455 Dual inactivation of SOCS1 and Regnase-1 in T cell therapies demonstrated enhanced anti-tumor activity by expanding discrete cell states in pre-clinical syngeneic mouse models

Background

The use of CRISPR/Cas9-gene-editing to enhance the anti-tumor activity of T cell therapies is a promising approach in the treatment of patients with solid tumors. We previously reported the utility of in vivo pair-wise CRISPR/Cas9 screens to identify the best target combinations in T cells able to enhance anti-tumor function, with SOCS1 and Regnase-1 identified as a top combination.
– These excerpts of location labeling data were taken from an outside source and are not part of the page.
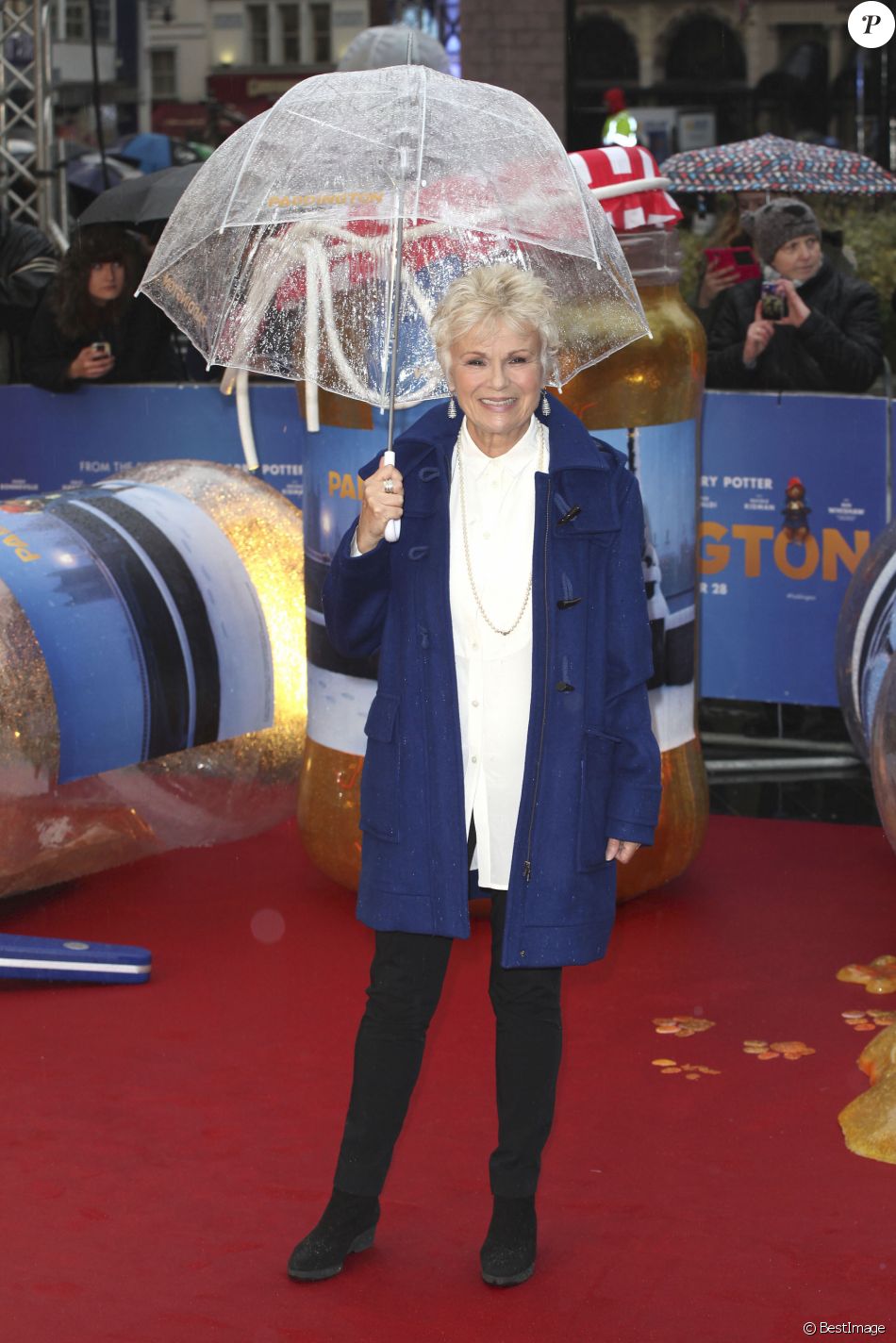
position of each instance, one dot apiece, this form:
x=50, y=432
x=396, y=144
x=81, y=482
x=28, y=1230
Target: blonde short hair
x=489, y=295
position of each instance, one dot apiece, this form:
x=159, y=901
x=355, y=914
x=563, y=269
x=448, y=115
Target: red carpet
x=164, y=1146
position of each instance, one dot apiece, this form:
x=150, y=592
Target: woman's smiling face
x=496, y=377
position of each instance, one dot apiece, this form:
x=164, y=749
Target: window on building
x=163, y=72
x=289, y=27
x=78, y=21
x=102, y=18
x=258, y=34
x=320, y=34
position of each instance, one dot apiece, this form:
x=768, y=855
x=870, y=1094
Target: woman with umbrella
x=509, y=746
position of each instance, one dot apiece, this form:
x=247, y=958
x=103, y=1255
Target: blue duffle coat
x=591, y=763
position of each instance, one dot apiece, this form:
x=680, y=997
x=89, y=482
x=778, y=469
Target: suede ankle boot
x=345, y=1228
x=508, y=1253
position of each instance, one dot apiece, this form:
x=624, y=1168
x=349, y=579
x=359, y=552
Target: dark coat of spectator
x=91, y=305
x=838, y=348
x=27, y=265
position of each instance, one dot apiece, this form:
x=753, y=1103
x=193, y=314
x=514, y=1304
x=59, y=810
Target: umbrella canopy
x=140, y=200
x=389, y=46
x=288, y=250
x=770, y=163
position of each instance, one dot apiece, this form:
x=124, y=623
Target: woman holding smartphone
x=804, y=326
x=91, y=328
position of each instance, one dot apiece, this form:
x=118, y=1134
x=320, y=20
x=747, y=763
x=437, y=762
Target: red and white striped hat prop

In these studies, we further explore the mechanisms by which the dual-inactivation of SOCS1 and Regnase-1 in T cells enhances anti-tumor activity.

Methods

The efficacy of transferred SOCS1/Regnase-1 dual edited mouse OT1 TCR-Tg T cells were evaluated in syngeneic tumor models and compared to single edit, PD-1 and olfactory receptor (OLFR) controls. Anti-tumor activity and the phenotypic and transcriptional state of the transferred T cells were characterized by flow cytometry and scRNA-Seq.

Results

A single injection of SOCS1/Regnase-1 dual-edited OT1 T cells drove the complete clearance of large (>350mm³) established B16-OVA tumors in the absence of conditioning. Upon evaluation of OT1s present in tumor following transfer, we observed that dual editing of SOCS1 and Regnase-1 significantly enhanced OT1 accumulation in tumor when compared to single edit controls, with dual-edited OT1s comprising ~80% of intratumoral CD3⁺ T cells. Notably, our analysis detailed tumor-infiltrating dual-edited OT1 T cells to be enriched in discrete exhausted T cell (Tex) subsets displaying features of proliferative capacity and effector function in comparison to either single edit or PD-1 edit alone. Longitudinal evaluation of mice undergoing complete rejection of tumor demonstrated persistence of dual-edited OT1s and establishment of functional memory capable of fully rejecting secondary tumor re-challenge.

Conclusions

SOCS1 and Regnase-1 are a top dual-edit T cell target combination wherein CRISPR/Cas9-mediated inactivation robustly enhances the anti-tumor activity of adoptively transferred CD8⁺ T cells by driving the accumulation of intratumoral CD8⁺ T cells optimized for tumor control. These data demonstrate the potential of SOCS1/Regnase-1 dual edits to overcome functionality limitations associated with T cell therapies for the treatment of solid tumors.